We heard the bellowing long before we came to the south foghorn on Ailsa Craig.
It obviously wasn't coming from the foghorn as it has been silent since 1966. We passed a row of nine massive but rusting compressed air tanks that provided the "oomph" for the horn. They were supplied by a 2.5" inch pipe that ran 700m from the compressor in the gasworks round to the south of the island.
The air horn emerged from the top of a massive Victorian concrete tower. This and a similar horn at the north end of the island were completed in 1886. The gas engine for the air compressor was replaced by a diesel engine in 1911 and this ran until the horns were decommissioned in 1966. As a boy in Ayr, I remember hearing the foghorns at a distance of 38km! On our visit, the bellowing noise seemed to be coming from below the foghorn.
We spotted the source of the noise. It was grey seal bulls, in the sea and on the rocks below.

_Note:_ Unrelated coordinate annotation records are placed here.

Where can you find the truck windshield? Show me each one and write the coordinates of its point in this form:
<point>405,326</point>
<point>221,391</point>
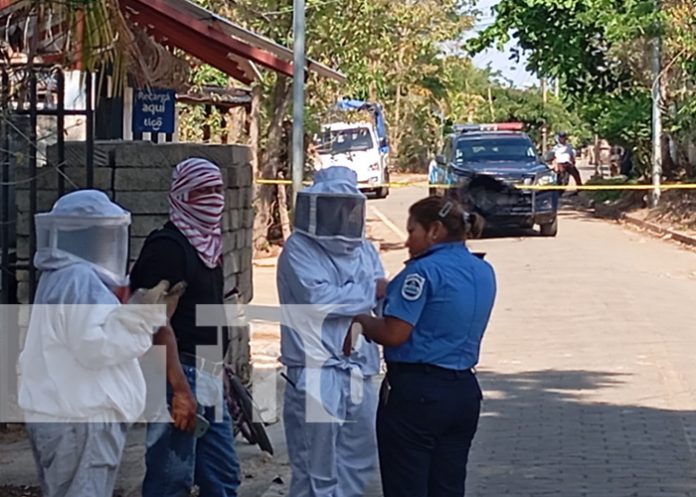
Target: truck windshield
<point>340,141</point>
<point>495,149</point>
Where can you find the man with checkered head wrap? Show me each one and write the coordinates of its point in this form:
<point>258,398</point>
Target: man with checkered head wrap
<point>189,248</point>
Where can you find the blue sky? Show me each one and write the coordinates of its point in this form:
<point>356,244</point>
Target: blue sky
<point>499,60</point>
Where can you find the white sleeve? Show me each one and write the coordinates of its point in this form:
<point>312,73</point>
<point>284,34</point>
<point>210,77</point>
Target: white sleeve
<point>104,334</point>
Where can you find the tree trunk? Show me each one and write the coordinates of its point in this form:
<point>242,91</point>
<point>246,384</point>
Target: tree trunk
<point>270,162</point>
<point>396,135</point>
<point>283,210</point>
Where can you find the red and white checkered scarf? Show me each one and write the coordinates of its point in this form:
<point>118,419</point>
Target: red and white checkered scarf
<point>199,219</point>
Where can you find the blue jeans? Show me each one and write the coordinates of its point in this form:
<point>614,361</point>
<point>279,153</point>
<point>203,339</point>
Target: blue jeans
<point>175,460</point>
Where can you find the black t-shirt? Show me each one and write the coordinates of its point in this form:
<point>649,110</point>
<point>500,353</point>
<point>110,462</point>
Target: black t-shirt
<point>173,258</point>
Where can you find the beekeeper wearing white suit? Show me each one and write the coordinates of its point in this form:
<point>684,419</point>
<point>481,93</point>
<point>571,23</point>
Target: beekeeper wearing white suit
<point>80,380</point>
<point>327,272</point>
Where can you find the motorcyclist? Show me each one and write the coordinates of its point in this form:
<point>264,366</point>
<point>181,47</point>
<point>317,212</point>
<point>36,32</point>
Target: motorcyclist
<point>564,158</point>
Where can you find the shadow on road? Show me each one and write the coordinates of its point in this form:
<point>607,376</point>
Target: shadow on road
<point>541,434</point>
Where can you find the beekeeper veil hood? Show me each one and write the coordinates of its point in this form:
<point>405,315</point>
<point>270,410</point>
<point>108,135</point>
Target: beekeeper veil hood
<point>332,210</point>
<point>84,226</point>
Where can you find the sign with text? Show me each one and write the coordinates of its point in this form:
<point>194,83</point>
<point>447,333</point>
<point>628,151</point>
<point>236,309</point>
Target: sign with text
<point>153,110</point>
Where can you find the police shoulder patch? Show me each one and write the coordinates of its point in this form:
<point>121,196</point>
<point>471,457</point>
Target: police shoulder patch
<point>413,286</point>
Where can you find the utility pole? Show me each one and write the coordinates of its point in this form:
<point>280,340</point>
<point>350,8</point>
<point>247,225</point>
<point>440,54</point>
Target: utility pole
<point>298,97</point>
<point>657,115</point>
<point>544,129</point>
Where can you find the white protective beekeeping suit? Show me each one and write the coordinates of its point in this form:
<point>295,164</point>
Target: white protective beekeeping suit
<point>80,380</point>
<point>326,275</point>
<point>79,335</point>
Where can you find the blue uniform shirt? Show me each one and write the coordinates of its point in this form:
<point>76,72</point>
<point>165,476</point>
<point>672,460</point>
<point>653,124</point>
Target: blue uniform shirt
<point>447,295</point>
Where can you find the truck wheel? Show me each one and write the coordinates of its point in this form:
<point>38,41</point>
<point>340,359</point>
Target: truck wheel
<point>550,229</point>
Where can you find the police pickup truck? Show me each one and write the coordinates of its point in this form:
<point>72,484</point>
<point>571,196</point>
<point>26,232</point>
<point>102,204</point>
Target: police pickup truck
<point>487,166</point>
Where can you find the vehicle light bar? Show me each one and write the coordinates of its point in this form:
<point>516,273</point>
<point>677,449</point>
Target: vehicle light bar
<point>468,128</point>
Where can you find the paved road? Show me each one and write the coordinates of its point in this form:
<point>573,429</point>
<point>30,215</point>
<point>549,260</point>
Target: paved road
<point>587,366</point>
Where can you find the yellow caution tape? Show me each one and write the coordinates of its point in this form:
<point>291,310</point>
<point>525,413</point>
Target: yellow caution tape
<point>403,184</point>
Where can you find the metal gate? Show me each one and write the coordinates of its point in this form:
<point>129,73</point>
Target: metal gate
<point>32,117</point>
<point>30,94</point>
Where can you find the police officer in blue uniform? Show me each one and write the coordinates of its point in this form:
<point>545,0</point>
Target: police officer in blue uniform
<point>435,314</point>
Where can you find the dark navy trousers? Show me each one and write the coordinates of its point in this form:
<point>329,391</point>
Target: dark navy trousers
<point>425,425</point>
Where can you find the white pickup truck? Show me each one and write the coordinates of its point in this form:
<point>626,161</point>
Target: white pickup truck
<point>361,145</point>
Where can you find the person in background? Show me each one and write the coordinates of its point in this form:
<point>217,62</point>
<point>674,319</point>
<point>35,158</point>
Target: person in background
<point>435,314</point>
<point>80,381</point>
<point>327,273</point>
<point>189,248</point>
<point>565,157</point>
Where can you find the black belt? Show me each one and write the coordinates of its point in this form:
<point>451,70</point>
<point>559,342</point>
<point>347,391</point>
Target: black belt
<point>429,369</point>
<point>202,364</point>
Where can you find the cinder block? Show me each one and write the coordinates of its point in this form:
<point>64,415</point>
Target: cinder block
<point>44,200</point>
<point>241,237</point>
<point>151,203</point>
<point>229,241</point>
<point>76,178</point>
<point>233,198</point>
<point>234,219</point>
<point>142,154</point>
<point>142,180</point>
<point>248,218</point>
<point>76,153</point>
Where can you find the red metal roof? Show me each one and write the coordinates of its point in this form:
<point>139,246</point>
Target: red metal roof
<point>214,39</point>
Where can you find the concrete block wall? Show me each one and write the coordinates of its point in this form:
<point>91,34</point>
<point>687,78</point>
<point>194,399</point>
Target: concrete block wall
<point>137,175</point>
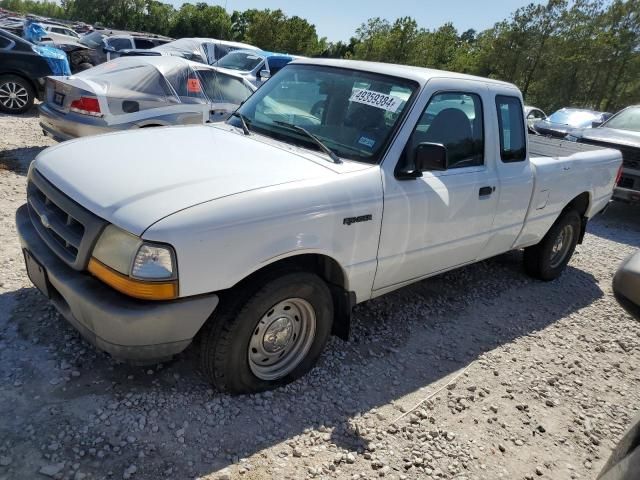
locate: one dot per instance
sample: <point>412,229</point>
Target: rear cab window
<point>453,119</point>
<point>513,142</point>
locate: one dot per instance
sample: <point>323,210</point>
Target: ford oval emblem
<point>45,221</point>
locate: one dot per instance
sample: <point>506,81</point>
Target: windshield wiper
<point>316,140</point>
<point>243,122</point>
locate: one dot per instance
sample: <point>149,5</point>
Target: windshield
<point>220,87</point>
<point>575,118</point>
<point>353,113</point>
<point>243,61</point>
<point>92,40</point>
<point>627,119</point>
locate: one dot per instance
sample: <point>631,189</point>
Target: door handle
<point>487,191</point>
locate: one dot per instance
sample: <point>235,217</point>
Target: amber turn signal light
<point>134,288</point>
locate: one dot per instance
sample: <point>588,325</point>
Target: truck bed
<point>540,146</point>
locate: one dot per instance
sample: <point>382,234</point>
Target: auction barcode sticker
<point>376,99</point>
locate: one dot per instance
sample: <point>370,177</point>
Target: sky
<point>338,19</point>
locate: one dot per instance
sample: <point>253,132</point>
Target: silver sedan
<point>138,92</point>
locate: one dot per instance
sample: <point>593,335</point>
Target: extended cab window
<point>455,121</point>
<point>119,43</point>
<point>513,145</point>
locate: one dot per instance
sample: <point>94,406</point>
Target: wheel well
<point>580,204</point>
<point>326,268</point>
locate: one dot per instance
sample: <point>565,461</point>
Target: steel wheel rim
<point>13,95</point>
<point>282,338</point>
<point>561,246</point>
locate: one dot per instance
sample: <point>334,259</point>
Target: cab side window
<point>513,143</point>
<point>119,43</point>
<point>453,119</point>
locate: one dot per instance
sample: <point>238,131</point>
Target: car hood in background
<point>547,126</point>
<point>134,179</point>
<point>610,135</point>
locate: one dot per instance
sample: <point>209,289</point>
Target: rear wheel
<point>16,94</point>
<point>548,259</point>
<point>269,337</point>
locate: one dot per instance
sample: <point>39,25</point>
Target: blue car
<point>257,66</point>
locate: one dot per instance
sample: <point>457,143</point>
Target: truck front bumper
<point>626,195</point>
<point>138,331</point>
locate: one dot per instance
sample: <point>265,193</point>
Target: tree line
<point>583,53</point>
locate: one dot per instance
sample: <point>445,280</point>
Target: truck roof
<point>419,74</point>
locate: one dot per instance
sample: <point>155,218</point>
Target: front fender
<point>222,242</point>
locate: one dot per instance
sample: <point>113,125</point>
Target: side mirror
<point>265,75</point>
<point>431,157</point>
<point>130,106</point>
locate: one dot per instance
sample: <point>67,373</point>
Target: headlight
<point>134,267</point>
<point>153,262</point>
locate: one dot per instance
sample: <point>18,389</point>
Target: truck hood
<point>611,135</point>
<point>134,179</point>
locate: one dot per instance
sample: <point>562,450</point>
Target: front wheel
<point>16,94</point>
<point>270,337</point>
<point>548,259</point>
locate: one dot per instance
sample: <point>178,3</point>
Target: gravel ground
<point>481,373</point>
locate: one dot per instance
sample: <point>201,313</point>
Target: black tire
<point>548,259</point>
<point>226,340</point>
<point>16,94</point>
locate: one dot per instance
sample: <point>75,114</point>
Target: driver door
<point>442,219</point>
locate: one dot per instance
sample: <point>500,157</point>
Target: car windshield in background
<point>577,119</point>
<point>353,113</point>
<point>628,119</point>
<point>242,61</point>
<point>92,40</point>
<point>220,87</point>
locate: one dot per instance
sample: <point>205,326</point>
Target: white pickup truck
<point>336,182</point>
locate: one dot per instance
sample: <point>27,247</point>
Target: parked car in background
<point>137,92</point>
<point>102,45</point>
<point>23,69</point>
<point>533,115</point>
<point>626,284</point>
<point>257,66</point>
<point>203,50</point>
<point>260,235</point>
<point>561,122</point>
<point>59,33</point>
<point>622,132</point>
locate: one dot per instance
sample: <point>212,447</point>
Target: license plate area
<point>36,272</point>
<point>58,98</point>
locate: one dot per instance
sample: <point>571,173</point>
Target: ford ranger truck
<point>336,182</point>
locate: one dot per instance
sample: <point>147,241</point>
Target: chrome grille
<point>69,229</point>
<point>55,222</point>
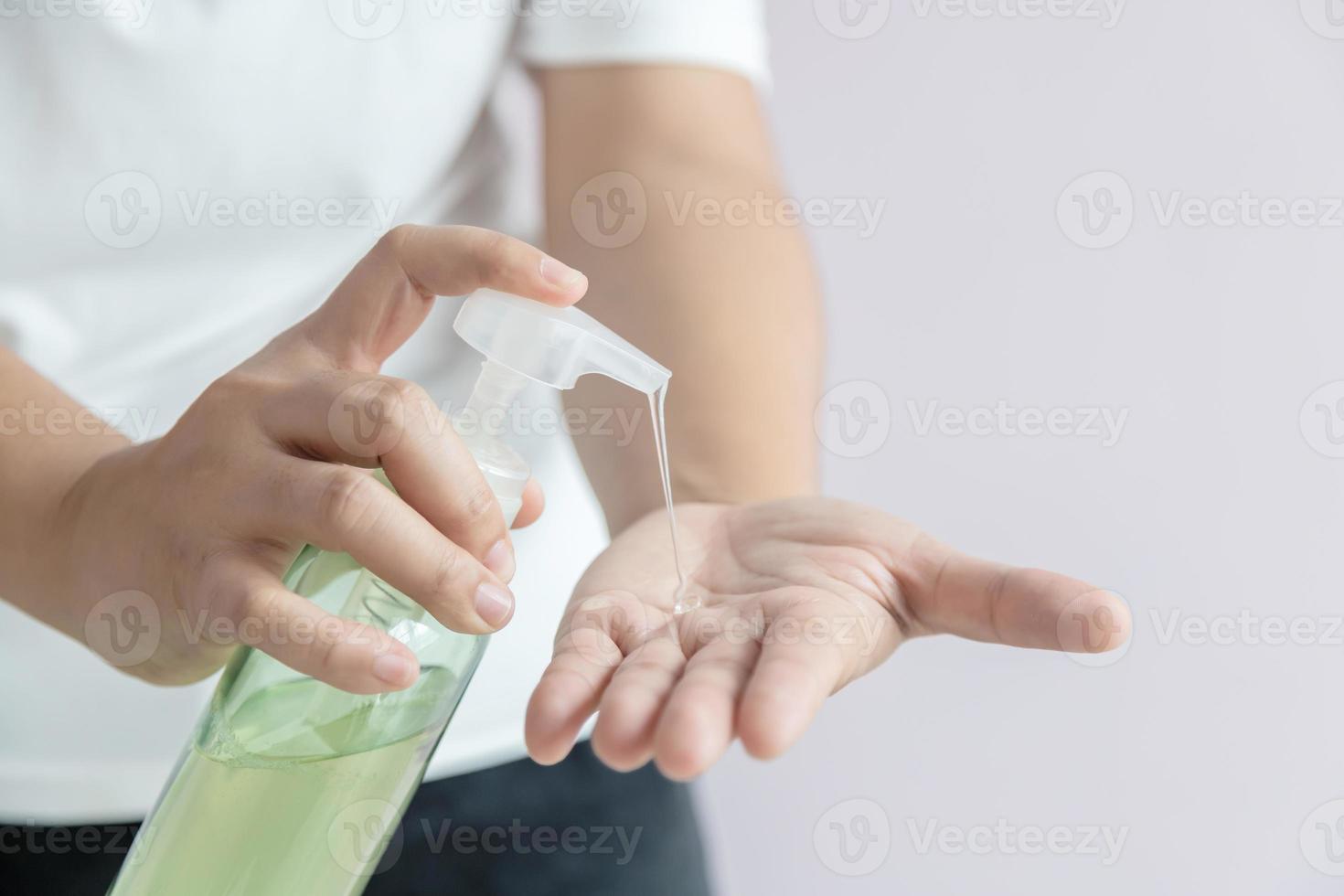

Inside the tower there is a remarkable arrangement of pipes, air tanks and the horn itself.
The foghorn is on one of the flight paths from the nearby gannet colony. As the gannets launched off the cliff behind, it looked like they were emerging from the horn itself!
The gannets were busy gathering nesting material for their nests which are...
...situated hundreds of feet up on rocky ledges on the cliffs of the south and west faces of the Craig.